7. In a normal regular season, the league would be into the official second half of the regular season with the all-star game in the rearview mirror. Of course, with the abbreviated schedule, there will be no all-star game this season. If all goes according to plan with the rollout of the vaccine the all-star game will be played in 2022, likely in Sunrise, Florida, home of the Florida Panthers (the game was supposed to have been held Jan. 30 with the All-Star skills competition on the 29th.) I posed this question this week in the NHL Hockey Teams facebook group I belong to and am admin of: Using any player (past or present) from your team (Canucks) create an all-star team of 3 forwards, 2 defensemen and a goalie. Here’s what my team would look like (please comment below with yours):

Daniel Sedin-Henrik Sedin-Pavel Bure

Ed Jovanovski-Quinn Hughes

Kirk McLean

8. Let’s do a  little COVID-19 update with the NHL. I may make this a weekly feature as the pandemic is the single biggest factor impeding the NHL’s ability to successfully and completely finish the season.

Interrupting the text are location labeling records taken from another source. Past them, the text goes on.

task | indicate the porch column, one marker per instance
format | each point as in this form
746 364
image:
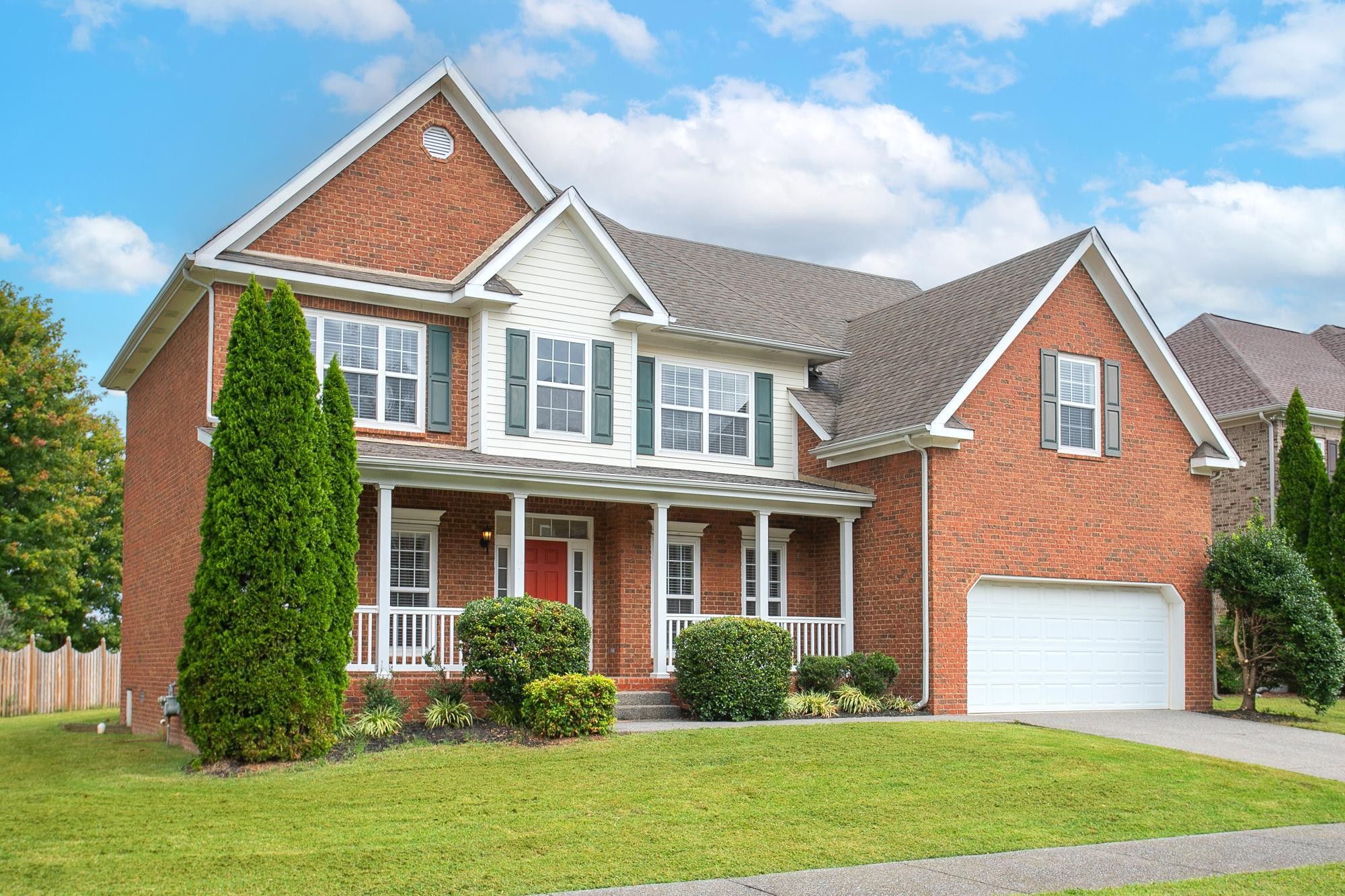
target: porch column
847 551
517 532
660 567
763 561
384 580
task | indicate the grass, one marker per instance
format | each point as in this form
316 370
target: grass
1325 880
116 811
1295 710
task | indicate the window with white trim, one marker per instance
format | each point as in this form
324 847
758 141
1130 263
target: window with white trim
560 385
705 411
1079 425
384 365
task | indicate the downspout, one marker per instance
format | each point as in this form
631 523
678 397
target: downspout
1270 460
210 343
925 569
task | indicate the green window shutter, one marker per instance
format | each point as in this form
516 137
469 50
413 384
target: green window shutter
1112 404
602 393
645 405
516 382
765 420
439 413
1050 399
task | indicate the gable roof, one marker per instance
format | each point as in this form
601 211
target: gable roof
1241 366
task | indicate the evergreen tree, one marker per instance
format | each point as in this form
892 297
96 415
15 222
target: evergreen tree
344 485
1300 464
252 651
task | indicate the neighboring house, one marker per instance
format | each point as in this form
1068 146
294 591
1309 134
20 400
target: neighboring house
1247 373
1004 482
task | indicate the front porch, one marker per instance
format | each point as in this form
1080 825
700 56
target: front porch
426 552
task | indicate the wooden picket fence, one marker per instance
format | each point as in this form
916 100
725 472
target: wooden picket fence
36 681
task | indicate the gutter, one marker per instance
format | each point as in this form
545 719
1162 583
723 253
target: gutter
925 569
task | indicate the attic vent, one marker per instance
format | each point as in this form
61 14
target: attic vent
438 142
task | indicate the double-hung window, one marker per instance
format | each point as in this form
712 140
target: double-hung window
705 411
1079 424
560 377
384 365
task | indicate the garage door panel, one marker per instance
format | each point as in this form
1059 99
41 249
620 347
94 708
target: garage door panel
1058 647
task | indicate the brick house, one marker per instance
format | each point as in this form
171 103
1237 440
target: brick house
1247 373
1004 481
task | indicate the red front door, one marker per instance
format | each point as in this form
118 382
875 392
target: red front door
544 569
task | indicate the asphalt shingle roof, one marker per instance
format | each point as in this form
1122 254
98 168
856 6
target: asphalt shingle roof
1241 366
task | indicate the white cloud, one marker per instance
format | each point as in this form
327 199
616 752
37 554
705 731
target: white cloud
852 81
505 69
348 19
1242 248
369 88
988 18
1301 64
965 71
103 253
1213 33
559 18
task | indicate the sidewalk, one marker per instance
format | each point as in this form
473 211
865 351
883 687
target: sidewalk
1036 870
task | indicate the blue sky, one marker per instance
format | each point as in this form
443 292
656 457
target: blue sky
906 138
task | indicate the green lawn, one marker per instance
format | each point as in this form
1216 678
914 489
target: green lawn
1296 712
1324 880
116 811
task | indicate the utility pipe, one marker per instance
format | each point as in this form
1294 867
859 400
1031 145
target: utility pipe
925 569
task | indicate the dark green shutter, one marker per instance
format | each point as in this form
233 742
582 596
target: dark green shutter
439 416
765 423
516 382
1112 419
645 405
602 393
1050 399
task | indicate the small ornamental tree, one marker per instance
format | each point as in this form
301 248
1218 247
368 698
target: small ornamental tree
1300 463
1281 619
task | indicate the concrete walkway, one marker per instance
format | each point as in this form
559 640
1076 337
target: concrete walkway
1039 870
1299 749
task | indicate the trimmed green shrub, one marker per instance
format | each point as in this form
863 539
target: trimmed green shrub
734 667
570 705
509 642
820 674
872 673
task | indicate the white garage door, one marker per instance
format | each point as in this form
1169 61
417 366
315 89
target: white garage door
1038 646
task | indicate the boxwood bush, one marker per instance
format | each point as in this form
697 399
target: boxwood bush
570 705
732 667
509 642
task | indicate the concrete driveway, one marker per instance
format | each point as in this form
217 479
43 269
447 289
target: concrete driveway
1300 749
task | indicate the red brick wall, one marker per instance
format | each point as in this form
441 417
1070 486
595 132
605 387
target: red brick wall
165 498
1005 506
227 306
397 209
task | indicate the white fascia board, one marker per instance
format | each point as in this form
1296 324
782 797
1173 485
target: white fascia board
588 228
1153 348
443 77
809 419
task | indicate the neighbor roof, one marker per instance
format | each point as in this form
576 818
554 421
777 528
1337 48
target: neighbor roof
1241 366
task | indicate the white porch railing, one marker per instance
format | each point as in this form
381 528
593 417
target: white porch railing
813 635
412 633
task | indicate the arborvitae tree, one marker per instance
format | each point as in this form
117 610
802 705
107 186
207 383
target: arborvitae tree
262 603
1300 463
344 483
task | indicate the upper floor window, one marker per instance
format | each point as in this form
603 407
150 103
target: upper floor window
384 365
562 376
1079 405
704 411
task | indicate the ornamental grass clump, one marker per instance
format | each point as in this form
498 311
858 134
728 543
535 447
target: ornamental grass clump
734 669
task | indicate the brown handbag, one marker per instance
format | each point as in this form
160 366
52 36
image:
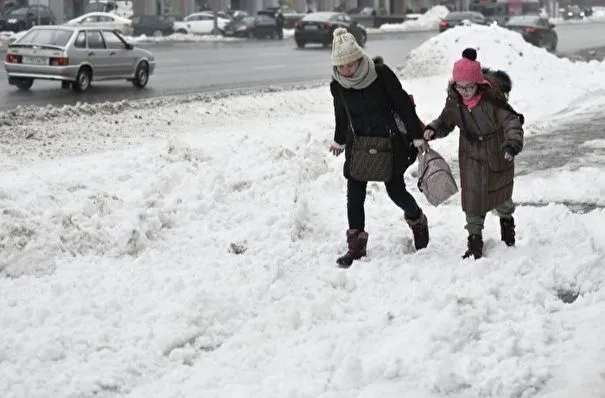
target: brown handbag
371 158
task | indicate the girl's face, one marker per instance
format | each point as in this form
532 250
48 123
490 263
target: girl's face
348 70
466 89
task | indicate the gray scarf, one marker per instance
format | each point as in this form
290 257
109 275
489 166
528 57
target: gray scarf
362 78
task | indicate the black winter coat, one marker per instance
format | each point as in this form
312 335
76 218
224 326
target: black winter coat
371 111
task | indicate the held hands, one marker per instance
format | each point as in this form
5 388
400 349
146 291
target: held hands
421 145
336 148
428 134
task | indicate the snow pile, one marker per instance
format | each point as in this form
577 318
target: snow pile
500 48
188 250
425 22
181 37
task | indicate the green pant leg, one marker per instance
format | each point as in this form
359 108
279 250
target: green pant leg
474 224
506 209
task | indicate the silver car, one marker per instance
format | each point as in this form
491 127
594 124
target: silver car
75 56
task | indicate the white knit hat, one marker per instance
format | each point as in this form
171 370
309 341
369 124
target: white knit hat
345 48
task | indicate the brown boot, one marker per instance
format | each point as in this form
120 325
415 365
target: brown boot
357 241
474 247
507 231
420 229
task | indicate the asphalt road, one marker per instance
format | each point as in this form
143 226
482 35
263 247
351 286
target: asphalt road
185 68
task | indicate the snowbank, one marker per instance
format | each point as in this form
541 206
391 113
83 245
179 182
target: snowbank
188 250
426 22
501 48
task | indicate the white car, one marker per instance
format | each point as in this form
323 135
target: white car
200 23
104 20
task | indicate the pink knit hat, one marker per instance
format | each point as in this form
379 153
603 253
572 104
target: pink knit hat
468 69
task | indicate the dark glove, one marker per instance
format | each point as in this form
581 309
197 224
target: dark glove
509 152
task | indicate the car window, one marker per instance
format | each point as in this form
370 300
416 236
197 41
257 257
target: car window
95 40
80 40
54 37
19 11
112 41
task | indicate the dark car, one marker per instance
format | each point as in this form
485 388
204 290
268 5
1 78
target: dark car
151 25
456 18
23 18
535 30
573 12
318 27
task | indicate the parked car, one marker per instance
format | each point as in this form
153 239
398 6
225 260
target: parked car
152 25
259 26
572 12
23 18
535 30
104 20
201 23
75 56
291 16
456 18
318 27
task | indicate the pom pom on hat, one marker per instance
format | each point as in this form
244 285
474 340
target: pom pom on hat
339 32
345 48
470 53
468 69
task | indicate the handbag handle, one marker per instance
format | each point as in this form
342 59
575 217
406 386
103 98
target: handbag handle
344 103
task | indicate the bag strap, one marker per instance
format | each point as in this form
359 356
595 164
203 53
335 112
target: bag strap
344 104
464 129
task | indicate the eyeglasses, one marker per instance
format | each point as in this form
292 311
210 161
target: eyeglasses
468 88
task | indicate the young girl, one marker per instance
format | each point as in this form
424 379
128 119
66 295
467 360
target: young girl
491 135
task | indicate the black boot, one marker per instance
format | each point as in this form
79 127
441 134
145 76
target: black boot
474 247
357 241
507 231
420 230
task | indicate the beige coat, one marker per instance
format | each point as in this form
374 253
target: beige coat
486 178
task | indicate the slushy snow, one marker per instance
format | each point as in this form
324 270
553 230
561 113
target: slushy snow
189 250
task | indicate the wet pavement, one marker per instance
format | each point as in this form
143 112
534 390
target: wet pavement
570 146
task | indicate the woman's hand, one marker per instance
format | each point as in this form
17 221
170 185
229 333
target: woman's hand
428 134
336 148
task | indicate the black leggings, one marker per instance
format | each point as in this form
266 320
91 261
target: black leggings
356 196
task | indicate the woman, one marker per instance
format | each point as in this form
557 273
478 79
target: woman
370 93
491 135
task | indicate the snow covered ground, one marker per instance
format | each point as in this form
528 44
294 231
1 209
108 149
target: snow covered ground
189 250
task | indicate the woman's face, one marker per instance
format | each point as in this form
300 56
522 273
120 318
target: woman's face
466 89
348 70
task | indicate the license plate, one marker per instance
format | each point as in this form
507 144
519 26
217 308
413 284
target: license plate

The NHL does not want to be playing into July because with the Seattle Kraken entering the league for the 2021-22 season, there will be an expansion draft to add to the off-season calendar. Also, the regular draft may be modified with the minor league teams either not playing or playing abbreviated schedules, it will be difficult to scout the draft-eligible players. As well, the NHL would like to start next season on time, in October. To date, COVID-19 has more greatly affected the American based teams when it comes to postponements. The COVID situation is significantly worse in the US and Canada has done a much better job of handling the pandemic, as a whole. Only the Canucks (JT Miller and Jordie Benn) and the Jets (Tucker Poolman) were on the COVID-19 inactive list and all three players have since returned and neither team had games postponed as a result. This week, 12 games were postponed, affecting the schedules of 10 teams (LA, Philadelphia, Boston, Buffalo, NY Rangers, Minnesota, Colorado, NJ, St. Louis and Washington). A big concern has to be the new variants circulating in the communities that are thought to be more contagious. The state of NY approved fans to be in the stands to 10% capacity starting February 23rd, adding the Rangers, Islanders and Sabres to the list of teams allowing fans. Dallas, Nashville, Arizona, St. Louis, Columbus, Florida Panthers and Tampa Bay were already allowing fans in the arena. I think it’s highly unlikely any of the Canadian teams will approve fans in the stands anytime soon

9. Finally, let’s end the week off with some controversy. On Tuesday, Dallas Mavericks owner Mark Cuban announced the Mavericks would stop playing the national anthem prior to games.. While Cuban backed down a day later, it does raise the merits of playing the anthem(s) before games. Maybe the NHL should do what the IIHF does for international tournaments and play the anthem of the winning team. For example, say the Canucks were playing the Kraken next season and the Canucks won then the Canadian anthem would be played. Or, the league could play the anthem of the home team only. The thing about only playing the Canadian and American anthems is every team has several players from European nations. Most of those players won’t get a citizenship of the country they play in. The NHL should either scrap the anthems or tweak them so both aren’t played if a Canadian and an American team is involved

10. Canuck of the week: Quinn Hughes. The 2nd-year Canuck is in the league lead for points by a defenseman. He was the most consistent Canuck in a bad week. Hughes had two points this week, including a huge goal to give the Canucks their first lead since Nils Hoglander scored 8:17 into the 1st period of a 4-1 win over the Jets back on January 30.